Table 2. The role of biomarker in management of Atopic Dermatitis
From 2017 to September 2022, many clinical trial studies of AD biomarkers were published. In PubMed search, 15 studies related to AD biomarkers were found that met the inclusion criteria. Most visible in these 15 studies was the role of biomarkers in the objective assessment of AD severity and drug efficacy in both adult patients and dietary interventions in infants. The Th1 chemokines (CXCL9), Th2 (IL-13, CCL17/CCL22) and Th17/Th22 appeared to be significantly decreased which was consistent with the improvement of clinical symptoms. IgE and epidermal thickness are also often used as biomarkers to assess drug effectiveness.

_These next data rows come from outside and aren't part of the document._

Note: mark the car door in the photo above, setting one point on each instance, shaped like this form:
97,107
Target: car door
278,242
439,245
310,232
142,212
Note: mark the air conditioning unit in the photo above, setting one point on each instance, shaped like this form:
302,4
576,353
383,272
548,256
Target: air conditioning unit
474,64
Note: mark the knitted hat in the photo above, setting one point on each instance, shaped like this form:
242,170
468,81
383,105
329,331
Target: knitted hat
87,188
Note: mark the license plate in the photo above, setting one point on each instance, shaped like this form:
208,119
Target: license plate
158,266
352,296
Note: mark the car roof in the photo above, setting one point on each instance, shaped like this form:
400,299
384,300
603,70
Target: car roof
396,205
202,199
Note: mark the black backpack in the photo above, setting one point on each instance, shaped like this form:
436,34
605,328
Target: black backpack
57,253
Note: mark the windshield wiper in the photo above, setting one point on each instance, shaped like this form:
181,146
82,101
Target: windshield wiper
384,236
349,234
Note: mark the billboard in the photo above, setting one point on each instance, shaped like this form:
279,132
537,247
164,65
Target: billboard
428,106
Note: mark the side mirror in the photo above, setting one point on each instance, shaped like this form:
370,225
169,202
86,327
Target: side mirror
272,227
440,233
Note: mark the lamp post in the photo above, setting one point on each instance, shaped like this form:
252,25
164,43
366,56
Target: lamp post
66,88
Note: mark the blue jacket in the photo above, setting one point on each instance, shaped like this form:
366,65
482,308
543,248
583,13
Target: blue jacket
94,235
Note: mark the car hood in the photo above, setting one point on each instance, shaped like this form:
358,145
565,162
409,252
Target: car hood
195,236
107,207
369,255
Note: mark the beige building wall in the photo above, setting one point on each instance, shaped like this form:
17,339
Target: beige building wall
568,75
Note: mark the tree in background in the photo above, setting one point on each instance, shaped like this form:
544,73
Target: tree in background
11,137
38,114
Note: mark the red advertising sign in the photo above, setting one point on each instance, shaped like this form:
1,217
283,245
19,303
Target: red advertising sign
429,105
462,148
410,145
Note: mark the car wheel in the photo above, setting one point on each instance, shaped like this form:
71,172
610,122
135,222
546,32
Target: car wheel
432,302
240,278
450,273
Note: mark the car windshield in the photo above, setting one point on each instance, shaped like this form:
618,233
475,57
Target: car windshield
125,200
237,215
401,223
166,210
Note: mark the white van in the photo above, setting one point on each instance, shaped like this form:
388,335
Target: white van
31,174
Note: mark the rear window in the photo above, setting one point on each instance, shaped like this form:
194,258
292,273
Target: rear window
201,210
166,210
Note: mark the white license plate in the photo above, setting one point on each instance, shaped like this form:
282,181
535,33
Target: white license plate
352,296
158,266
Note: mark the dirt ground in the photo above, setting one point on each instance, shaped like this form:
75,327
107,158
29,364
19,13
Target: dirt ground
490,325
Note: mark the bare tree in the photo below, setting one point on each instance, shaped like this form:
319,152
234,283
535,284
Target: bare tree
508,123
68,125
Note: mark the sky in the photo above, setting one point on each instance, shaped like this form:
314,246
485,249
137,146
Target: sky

In the management of AD, biomarkers also play role to be a part of personalized medicine. In infant patients who suffers moderate – severe DA, biomarkers help to breakdown that dietary intervention only improved in infant with IgE-associated AD. In Dupilumab treatment of moderate to severe AD, study also found that the decrease of S. aureus only found in lesional skin, but not in non lesional skin.

4. Conclusions

In AD, clinical symptom assessment such as SCORAD index, EASI score, pruritus NRS, widely used worldwide. But the assessment is subjective. Biomarkers in AD play important role as objective assessment. Biomarkers also can help to breakdown the best personalized medicine for DA. It is still necessary to study the role of biomarkers to detect the safety and possibility of appropriate therapy in several conditions.